Tibbie’s late husband Alex had been a stonemason, and when they married he had carved a sundial and erected it above the back door. It bore their entwined initials and the date of their wedding, 1829. When Alex died in 1843 of the lung disease that plagued men who hewed away at dusty red sandstone, their child Hannah was only eight years old, but Tibbie was not left badly off because her husband, being twenty years older than she, had saved his money carefully during his working life. Also, the proud and self-protective Society of Master Masons in Camptounfoot ran a benevolent fund which was distributed to their widows and orphans. When Alex died, Tibbie received a gratuity of ten golden guineas, and every New Year’s Day a half-guinea tied in a silk handkerchief was left on her window-ledge.
She was a proud, erect little woman in her late forties with a smooth-skinned plump face and brown hair tinged at the temples with silver strands. Even in middle age there was a kittenish quality about her that was infinitely appealing, and she looked at the world through round, innocent eyes that seemed always to be pleased with what they saw. If anyone in the village was in trouble, Tibbie would turn up on their doorstep with offers of help, food and sometimes even a few coins from her savings. People told her their secrets because there was no viciousness or malice in her, and they knew she would not condemn them as silly or feckless, even when they were.

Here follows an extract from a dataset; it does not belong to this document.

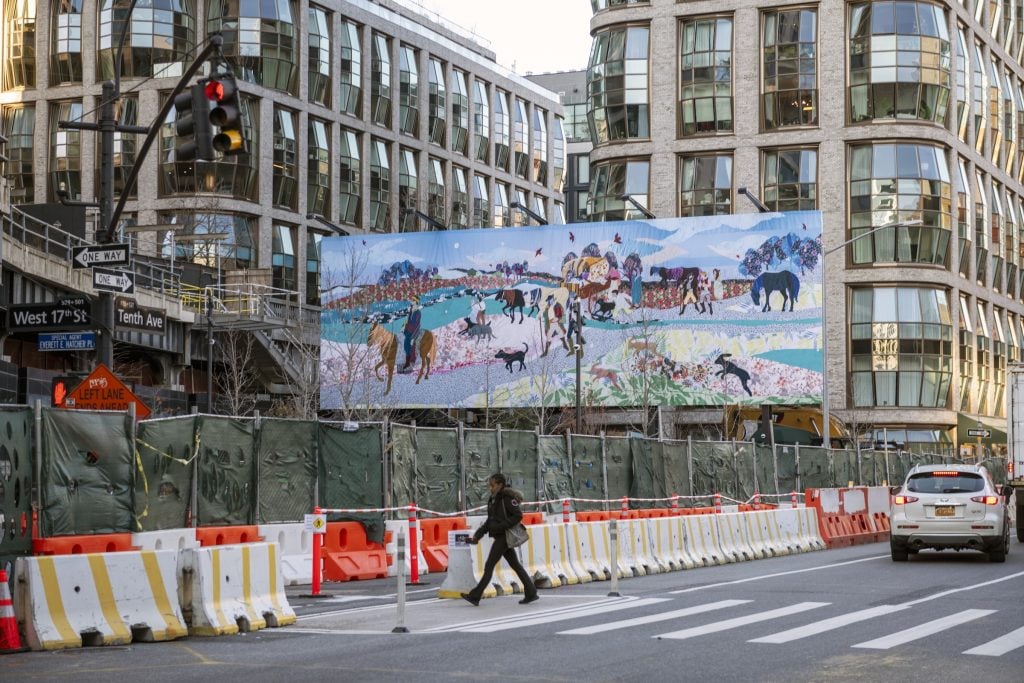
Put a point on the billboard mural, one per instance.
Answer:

When Alex died she grieved, but the delight she took in her home, her garden, the vi
llage where she lived, the friends who surrounded her and most of all her bonny daughter, healed the hurt. On this bright spring morning, as she opened her door and stepped into the garden to look at the snowdrops that were thrusting their green spikes through the dark earth, she would have said to anyone who asked that she was a truly happy woman. She had no idea how much everything was about to change…

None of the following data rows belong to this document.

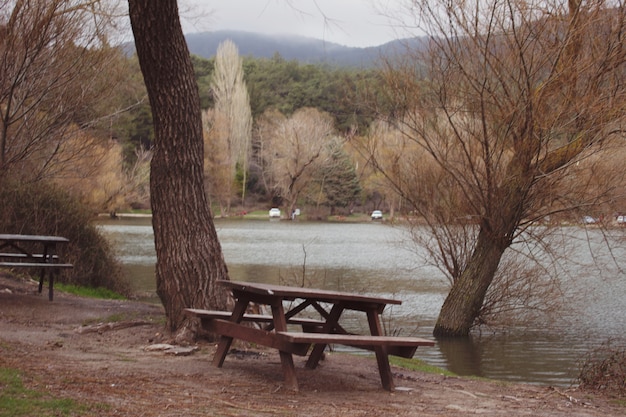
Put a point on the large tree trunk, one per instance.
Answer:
(465, 299)
(189, 255)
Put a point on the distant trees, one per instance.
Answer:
(55, 67)
(338, 180)
(229, 123)
(293, 150)
(189, 255)
(498, 116)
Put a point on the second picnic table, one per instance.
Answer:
(33, 251)
(320, 333)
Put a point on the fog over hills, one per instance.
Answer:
(290, 47)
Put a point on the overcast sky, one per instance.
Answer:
(347, 22)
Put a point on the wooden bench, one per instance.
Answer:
(308, 325)
(35, 261)
(395, 345)
(217, 322)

The sky was a very pale shade of blue, almost the colour of pearls, really, and there was a stillness in the air that meant the overnight frost had not yet lifted. The nearest hill looked very close and the gorse-bushes which marked its sides stood out as black as charcoal against the red sweep of withered bracken.
Tibbie pulled her black shawl off the back of the kitchen door and draped it over her shoulders. She kept her head lowered and her breath spiralled out in front so that she looked like a busy little black dragon as she emerged into the open air. The path on which she stood was lined with snowdrops growing together in big clumps, their delicate white heads nodding on the ends of fragile stems. She gazed down at them in delight, for their annual emergence always seemed to be a miracle after the bleakness of winter. Then she was startled to hear voices coming from the field on the other side of her cottage wall.

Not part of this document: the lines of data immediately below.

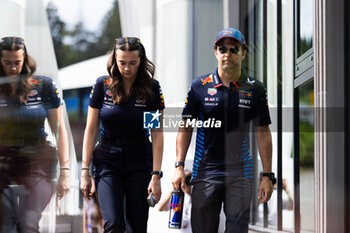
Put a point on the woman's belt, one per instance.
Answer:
(117, 141)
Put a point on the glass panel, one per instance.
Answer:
(307, 184)
(306, 32)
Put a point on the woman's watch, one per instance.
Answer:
(159, 173)
(271, 176)
(179, 163)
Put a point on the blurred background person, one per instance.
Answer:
(126, 164)
(27, 159)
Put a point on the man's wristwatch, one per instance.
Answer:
(271, 176)
(179, 163)
(159, 173)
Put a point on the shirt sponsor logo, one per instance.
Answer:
(33, 93)
(250, 81)
(211, 99)
(208, 79)
(212, 91)
(108, 92)
(151, 120)
(106, 81)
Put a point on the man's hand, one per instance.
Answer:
(265, 190)
(155, 187)
(87, 185)
(179, 178)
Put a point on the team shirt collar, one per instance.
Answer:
(218, 83)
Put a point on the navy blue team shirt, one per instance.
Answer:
(224, 151)
(123, 120)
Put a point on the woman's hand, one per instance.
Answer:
(154, 187)
(63, 183)
(87, 185)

She straightened up and stared. A party of men were walking along the hedgerow. Some of them carried long poles over their arms and others were consulting sheets of paper, pausing and assessing the lie of the land as they went. She did not recognise any of them and felt her heart leap with fright as she watched their progress along the field boundary.
A tall man in the front of the party saw her and lifted a hand in greeting. ‘Good morning,’ he called.
Her mouth was too dry to reply at first and she had to swallow before she could speak. ‘What are you doing?’ she shouted.
‘We’re surveying for your new railway,’ he sang back cheerily.